For now, I would like to focus on the biggest assumption made when driving pipeline through a MQL-only approach. That assumption is that the MQL represents the beginning of a marketing/sales process as it relates to pipeline/opportunities. Unfortunately, it doesn’t. The MQL is both the end of the beginning, and the beginning of the end of the process.

The End of the Beginning

We all know that anyone willing to give up their anonymity and actually fill in a form has hit a wall and now must surrender to the process. The goal of the B2B buyer/researcher is to remain anonymous for as long as possible and do as much research as they can outside of a vendor website or even vendor branded content. There are a number of reasons people finally fill in forms on a vendor website, all of them suggest they need help of some kind:

  • They need a quote
  • Need to talk to a subject matter expert to get a deeper understanding of issues like technical integration, the need for scale in infrastructure, and bandwidth
  • Wanting information about an evaluation period or POC
  • On their way to evaluating if you should be in their consideration set for the RFP or project under consideration

The good news is that you have smoked them out into the light of day. The bad news? They are about 50 – 70% into their buyer journey. Herein lies one of the major moments of breakage in the marketing/sales process.

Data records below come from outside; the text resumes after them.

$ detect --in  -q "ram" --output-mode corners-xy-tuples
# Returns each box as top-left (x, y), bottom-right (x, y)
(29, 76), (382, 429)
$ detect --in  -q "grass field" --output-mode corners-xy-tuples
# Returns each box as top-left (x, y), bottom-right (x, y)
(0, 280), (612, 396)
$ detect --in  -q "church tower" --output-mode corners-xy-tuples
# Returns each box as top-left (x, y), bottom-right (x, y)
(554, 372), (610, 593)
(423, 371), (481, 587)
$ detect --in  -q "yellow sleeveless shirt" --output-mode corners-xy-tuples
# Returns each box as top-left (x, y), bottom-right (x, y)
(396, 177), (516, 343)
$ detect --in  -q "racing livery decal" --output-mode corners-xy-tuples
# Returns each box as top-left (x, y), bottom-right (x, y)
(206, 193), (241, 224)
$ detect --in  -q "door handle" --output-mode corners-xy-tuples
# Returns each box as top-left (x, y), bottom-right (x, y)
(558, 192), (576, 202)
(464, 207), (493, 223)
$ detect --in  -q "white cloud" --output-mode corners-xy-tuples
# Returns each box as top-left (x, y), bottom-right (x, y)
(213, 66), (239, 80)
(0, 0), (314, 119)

One critical use case of Buyer Intent and/or Behavioral Technographics data is the ability to go back in time and view when an account actually started their research journey.  Depending on your product/solution that could be anywhere from 2 – 18 months or beyond.  We can use the buyer journey by looking at the time and intensity the account has spent researching.

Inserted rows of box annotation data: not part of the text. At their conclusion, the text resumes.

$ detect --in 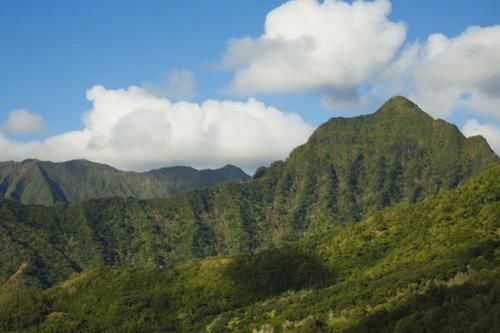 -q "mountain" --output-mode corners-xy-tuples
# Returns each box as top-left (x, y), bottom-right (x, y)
(0, 97), (498, 287)
(0, 165), (500, 333)
(0, 160), (249, 205)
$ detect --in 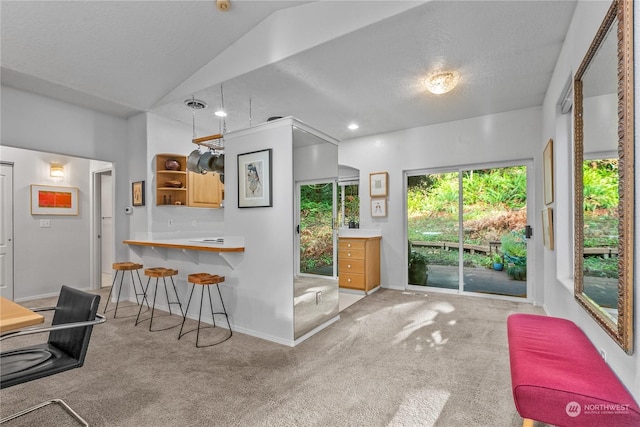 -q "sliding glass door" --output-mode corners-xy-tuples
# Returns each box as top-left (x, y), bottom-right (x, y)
(407, 164), (528, 298)
(298, 181), (338, 277)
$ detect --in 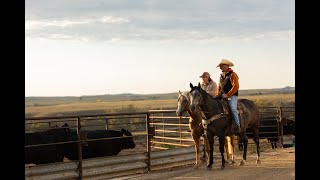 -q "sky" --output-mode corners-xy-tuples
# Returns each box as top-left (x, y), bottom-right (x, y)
(25, 0), (295, 97)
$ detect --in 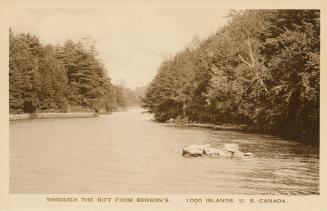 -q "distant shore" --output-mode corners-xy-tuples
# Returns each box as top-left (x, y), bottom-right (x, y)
(9, 112), (97, 121)
(164, 122), (250, 131)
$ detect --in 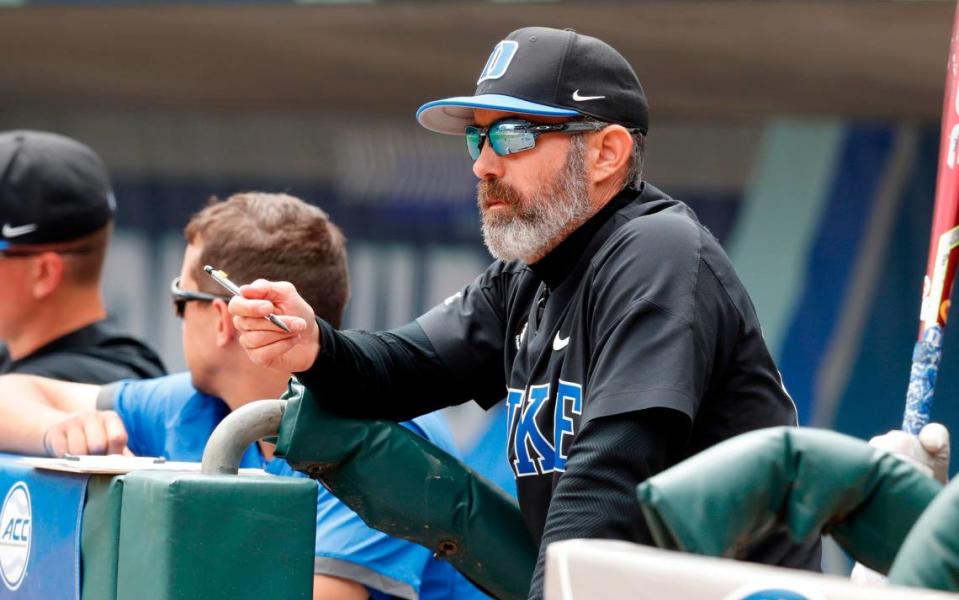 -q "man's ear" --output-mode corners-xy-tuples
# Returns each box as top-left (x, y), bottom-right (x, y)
(589, 125), (633, 186)
(211, 298), (236, 348)
(31, 252), (63, 300)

Let’s look at real example:

You can see what each swim lane represents by the label to the right. Starting from the bottom up we have:

  • How many people from the account have come to the site
  • In this case, how many ads were served to this account (this can also represent the number of people coming from any and all campaign activities)
  • The total number of UNIQUE devices involved in the research journey
  • The actual date that this account became an opportunity based on an MBL being submitted
  • The overall INTENT score given to this account over time

On the right-hand side, you will see:

  • How the Opportunity was labeled when it was opened in Salesforce (the info box that is overlaid on top of the swim lane showing the actual OPEN date
  • And on the below right, the various categories that the account was researching

I am now going to ruin the suspense by telling you this client LOST this opportunity.  But I am going to tell you why:

By not using the behavioral signals available, the client could not see all the research that was done leading up to the week of October 28th, the moment of MQL. Because the MQL is being treated as the beginning of the beginning, so to speak, the MQL is assigned a 10% probability in Salesforce. Based on this, two bad things are about to happen (and is the direct reason why they lost this opportunity):

  • Based on their behavior, this account is going to buy from someone in the next 6 – 8 weeks, or at least prepare an RFP
  • Because the MQL was placed into Salesforce as a 10% probable opportunity:
    • None of the context and intelligence from the buyer journey signals makes it way into the opportunity — there is a lack of urgency and a lack of context
    • This opportunity was not assigned, and no further relevant communication took place that you would expect when an opportunity is well down the sales funnel

How many of these misconstrued and misaligned MQL’s do you have in your pipeline? How many times do you get surprised that a 10% probable opportunity closed well before what you perceive as a normal time to sales?

Here is a great opportunity to begin using behavioral intent signals to flesh out, correct and redefine where an account is in its research journey.

There are quite a few other examples of MQL misalignment.  I could go on — suffice it to say — there are so many ways to optimize the traditional marketing/sales funnel by supporting the MQL with modern, scientifically sound data sources.